Exploring the Latest Oobabooga with Guanaco Instructions and Chat Settings
The latest oobabooga model has shown significant advancements, particularly with the incorporation of the guanaco instruction template in the Chat Settings and the "Chat-Instruct" mode.
The model handles long, detailed prompts exceptionally well, maintaining coherence even for a 2000 token count. Moreover, it successfully identifies potential multiple interpretations and outcomes of its responses. This feature can be beneficial, as it provides balanced, thoughtful, and informative responses instead of generic or overly cautious statements.
One question that arises is about the commercial usability of these models, as they are built on top of llama, which is non-commercial. The exploration of Openllama models with guanaco based tuning presents an interesting prospect.
Regarding model choices, based on the elo evaluation by GPT4, Vicuna-13B outperforms Guanaco-13B. It suggests that, for those of us with hardware constraints, Vicuna or Vicuna-based models are more suitable.
Users have also explored the possibility of converting a 4-bit GGML model back into a PyTorch model, retaining the 4-bit quantization, or converting a 4-bit GPTQ .safetensors model into a CoreML model. These are interesting avenues to explore and require more research.

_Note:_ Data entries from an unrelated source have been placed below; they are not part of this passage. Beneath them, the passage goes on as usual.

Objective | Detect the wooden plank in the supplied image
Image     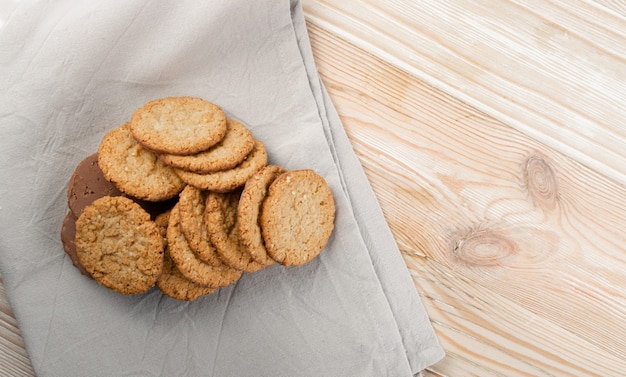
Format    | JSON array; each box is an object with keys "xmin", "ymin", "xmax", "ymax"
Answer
[
  {"xmin": 406, "ymin": 256, "xmax": 626, "ymax": 376},
  {"xmin": 592, "ymin": 0, "xmax": 626, "ymax": 17},
  {"xmin": 307, "ymin": 21, "xmax": 626, "ymax": 375},
  {"xmin": 302, "ymin": 0, "xmax": 626, "ymax": 186},
  {"xmin": 0, "ymin": 276, "xmax": 34, "ymax": 376}
]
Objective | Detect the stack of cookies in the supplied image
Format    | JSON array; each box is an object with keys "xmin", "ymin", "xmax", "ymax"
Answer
[{"xmin": 61, "ymin": 96, "xmax": 335, "ymax": 301}]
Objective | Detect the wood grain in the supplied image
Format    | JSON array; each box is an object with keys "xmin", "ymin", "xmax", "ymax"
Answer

Users have reported the Guanaco 33B model to perform well in role-play scenarios and generating smart, meaningful, and uncensored content. However, it might fill up the context quickly, which may require asking the model for more concise replies.
As always, there are ongoing discussions and debates on the choice between GGML and GPTQ. Different users might prefer one over the other based on their specific needs and experiences. While the GGML model might break Windows compatibility unless used with WSL2, GPTQ is more Windows-friendly.
Lastly, an appreciation for the effort put in by individuals, like u/The-Bloke, to quantize these models and make them readily available for use, cannot be understated.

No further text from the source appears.